The land was offered by Bunyoro-Kitara Kingdom in 2016 for 99 years at sh3.9b to cultivate sugar.

The allocation which was first contested by the National Forestry Authority (NFA) and ecologists claiming it is part of Bugoma central forest reserve, was given to Hoima Sugar in the 2019 Masindi High court ruling.

Subsequently, the National Environmental Management Authority (NEMA) cleared Hoima sugar to use 11.4 square miles from the initial 22 square miles.

A group of people who claimed ownership later established gardens and charcoal burning on the land.

The recent eviction followed protests from the sugar firm that their efforts to use the aforesaid land for sugarcane growing had become difficult.

Mayanja who earlier in the day held a closed door meeting with Bunyoro-Kitara Kingdom officials at their offices in Hoima City, later proceeded to the locus.

Nyendwoha Mutiti, the first deputy prime minister chaired the meeting to discuss the matter.

Other attendees included Kikuube district Council Speaker Christopher Nkalu, Resident District Commissioner (RDC) Amlan Tumusiime and Bunyoro kingdom minister for external relations, Phillip Katahoire, among others.

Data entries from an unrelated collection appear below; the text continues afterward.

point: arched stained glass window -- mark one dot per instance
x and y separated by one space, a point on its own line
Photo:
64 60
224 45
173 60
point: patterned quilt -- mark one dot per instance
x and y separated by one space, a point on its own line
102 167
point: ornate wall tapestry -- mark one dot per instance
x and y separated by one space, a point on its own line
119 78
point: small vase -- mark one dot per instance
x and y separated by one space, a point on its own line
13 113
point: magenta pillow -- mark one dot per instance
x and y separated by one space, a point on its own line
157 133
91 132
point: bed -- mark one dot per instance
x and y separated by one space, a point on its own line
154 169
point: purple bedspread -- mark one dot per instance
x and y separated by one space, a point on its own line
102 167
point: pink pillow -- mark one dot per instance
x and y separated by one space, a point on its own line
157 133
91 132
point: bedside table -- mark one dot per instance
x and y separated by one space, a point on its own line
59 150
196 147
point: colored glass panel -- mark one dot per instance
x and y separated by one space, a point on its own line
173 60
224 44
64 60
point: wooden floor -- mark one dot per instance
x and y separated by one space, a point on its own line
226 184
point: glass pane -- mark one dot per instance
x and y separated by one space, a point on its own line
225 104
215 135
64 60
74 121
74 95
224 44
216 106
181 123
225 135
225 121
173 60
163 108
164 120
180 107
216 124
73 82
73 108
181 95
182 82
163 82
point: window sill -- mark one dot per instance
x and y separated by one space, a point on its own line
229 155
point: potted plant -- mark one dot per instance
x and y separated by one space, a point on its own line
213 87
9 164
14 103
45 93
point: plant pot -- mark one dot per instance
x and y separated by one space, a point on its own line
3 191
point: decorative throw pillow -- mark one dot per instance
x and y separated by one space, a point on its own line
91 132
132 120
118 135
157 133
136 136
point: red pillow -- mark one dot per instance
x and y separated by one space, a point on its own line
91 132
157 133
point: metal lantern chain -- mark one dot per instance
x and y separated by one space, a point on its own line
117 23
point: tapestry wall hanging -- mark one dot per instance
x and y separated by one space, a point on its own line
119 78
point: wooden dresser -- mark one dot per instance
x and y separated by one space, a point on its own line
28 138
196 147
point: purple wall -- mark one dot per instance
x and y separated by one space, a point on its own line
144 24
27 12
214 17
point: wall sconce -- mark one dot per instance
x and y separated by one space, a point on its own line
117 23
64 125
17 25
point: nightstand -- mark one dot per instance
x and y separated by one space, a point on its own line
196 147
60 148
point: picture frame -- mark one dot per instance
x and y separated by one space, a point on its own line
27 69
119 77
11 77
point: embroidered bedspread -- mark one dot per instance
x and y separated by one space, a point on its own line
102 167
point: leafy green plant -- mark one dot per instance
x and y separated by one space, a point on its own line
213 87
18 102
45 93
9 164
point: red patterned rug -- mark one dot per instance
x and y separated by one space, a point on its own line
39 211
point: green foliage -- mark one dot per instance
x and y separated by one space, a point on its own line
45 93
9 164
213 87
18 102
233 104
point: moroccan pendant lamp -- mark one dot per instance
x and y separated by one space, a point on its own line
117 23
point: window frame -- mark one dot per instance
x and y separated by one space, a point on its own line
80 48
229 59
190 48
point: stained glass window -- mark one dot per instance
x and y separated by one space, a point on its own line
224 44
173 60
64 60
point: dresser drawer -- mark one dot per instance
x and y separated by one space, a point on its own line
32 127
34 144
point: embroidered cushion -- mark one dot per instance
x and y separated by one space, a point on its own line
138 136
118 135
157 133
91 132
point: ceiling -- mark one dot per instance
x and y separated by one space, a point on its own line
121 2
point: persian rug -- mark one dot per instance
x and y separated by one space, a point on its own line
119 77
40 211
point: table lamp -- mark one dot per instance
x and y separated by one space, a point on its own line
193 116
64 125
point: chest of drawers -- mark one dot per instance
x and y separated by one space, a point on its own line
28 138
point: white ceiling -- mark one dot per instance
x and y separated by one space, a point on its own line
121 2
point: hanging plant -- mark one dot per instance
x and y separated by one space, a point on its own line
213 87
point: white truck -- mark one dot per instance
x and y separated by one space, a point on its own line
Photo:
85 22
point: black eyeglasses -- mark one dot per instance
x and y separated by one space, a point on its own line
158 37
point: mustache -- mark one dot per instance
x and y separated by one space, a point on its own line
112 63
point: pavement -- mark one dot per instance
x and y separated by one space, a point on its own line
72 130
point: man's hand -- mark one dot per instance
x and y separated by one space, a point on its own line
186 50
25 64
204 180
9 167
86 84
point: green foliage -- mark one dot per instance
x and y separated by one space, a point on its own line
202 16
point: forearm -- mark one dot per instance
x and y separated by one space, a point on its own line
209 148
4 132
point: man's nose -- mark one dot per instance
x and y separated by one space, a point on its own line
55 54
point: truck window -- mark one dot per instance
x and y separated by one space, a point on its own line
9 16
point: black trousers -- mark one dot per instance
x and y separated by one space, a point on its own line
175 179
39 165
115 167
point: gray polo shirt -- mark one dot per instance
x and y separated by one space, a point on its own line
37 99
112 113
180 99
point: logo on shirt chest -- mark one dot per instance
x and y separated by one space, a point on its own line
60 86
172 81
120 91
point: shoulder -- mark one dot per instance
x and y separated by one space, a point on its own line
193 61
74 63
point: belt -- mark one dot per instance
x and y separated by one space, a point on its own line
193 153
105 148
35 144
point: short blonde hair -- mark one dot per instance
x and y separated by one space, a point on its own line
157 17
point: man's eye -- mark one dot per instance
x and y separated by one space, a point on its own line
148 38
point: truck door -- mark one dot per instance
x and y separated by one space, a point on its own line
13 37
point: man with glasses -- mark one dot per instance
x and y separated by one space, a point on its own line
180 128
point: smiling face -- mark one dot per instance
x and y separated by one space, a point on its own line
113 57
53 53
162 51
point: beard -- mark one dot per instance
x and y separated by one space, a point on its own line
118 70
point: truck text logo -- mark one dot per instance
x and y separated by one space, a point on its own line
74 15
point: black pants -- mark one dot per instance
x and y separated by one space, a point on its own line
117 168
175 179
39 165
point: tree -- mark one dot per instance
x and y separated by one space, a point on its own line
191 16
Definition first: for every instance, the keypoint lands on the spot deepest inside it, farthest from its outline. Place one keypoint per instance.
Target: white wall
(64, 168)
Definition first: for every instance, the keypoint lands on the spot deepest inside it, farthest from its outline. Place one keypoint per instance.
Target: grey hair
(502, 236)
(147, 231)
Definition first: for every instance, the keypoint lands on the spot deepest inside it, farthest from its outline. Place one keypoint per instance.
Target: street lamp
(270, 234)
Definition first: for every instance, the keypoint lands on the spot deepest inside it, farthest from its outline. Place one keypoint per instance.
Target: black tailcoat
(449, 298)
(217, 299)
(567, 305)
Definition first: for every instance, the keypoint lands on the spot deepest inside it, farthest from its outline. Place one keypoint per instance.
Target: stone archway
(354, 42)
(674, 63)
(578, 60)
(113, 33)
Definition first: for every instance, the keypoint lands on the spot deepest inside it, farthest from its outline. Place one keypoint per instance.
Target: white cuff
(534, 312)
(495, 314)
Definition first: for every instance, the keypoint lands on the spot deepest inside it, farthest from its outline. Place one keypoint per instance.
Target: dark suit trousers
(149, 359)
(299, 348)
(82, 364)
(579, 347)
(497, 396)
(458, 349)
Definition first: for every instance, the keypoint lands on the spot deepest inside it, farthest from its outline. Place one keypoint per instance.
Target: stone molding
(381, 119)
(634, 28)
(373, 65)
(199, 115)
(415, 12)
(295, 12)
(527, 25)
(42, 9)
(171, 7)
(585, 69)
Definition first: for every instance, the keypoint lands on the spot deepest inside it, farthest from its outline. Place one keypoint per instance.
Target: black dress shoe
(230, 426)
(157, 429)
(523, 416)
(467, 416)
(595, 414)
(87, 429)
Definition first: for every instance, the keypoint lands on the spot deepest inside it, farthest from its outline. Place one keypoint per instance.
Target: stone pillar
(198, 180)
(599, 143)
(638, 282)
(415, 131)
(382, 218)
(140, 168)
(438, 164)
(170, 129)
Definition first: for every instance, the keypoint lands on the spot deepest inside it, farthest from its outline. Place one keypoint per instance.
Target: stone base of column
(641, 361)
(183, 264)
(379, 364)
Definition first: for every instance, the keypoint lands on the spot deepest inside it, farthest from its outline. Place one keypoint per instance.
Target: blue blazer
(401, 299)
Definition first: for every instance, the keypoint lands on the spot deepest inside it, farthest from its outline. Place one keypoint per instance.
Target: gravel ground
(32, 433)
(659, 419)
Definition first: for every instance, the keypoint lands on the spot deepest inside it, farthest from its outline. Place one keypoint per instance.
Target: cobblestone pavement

“The minister wanted to know from us (kingdom) who the rightful owners were and we told him clearly that we know Hoima Sugar limited,” Mutiti told The Albertine Journal.

Meanwhile, members of Tulipona Veterans Association were recently arrested by the police following allegations that they forged a signature of Omukama Solomon Gafabusa Iguru giving them 2,000 hectares from the contested land.

Forgery was unearthed in a 2021 letter to the state house legal department bearing signatures of Omukama and Norman Lukumu, yet he (Lukumu) had ceased being the Kingdom Premier in 2018.

Tulipona authored another letter dated January 05, 2015 which bore Lukumu’s signature yet he had not been appointed Prime Minister by then, prompting the kingdom to send the matter to police for investigations.

“The minister has come on a fact finding mission after he had been misled to clear the eviction. We cannot evict people who don’t own land there. But on humanitarian grounds some had been allowed to cut trees and go but were adamant,” the first deputy premier added.

The Albertine Journal could not talk to Mayanja to establish his next course of action.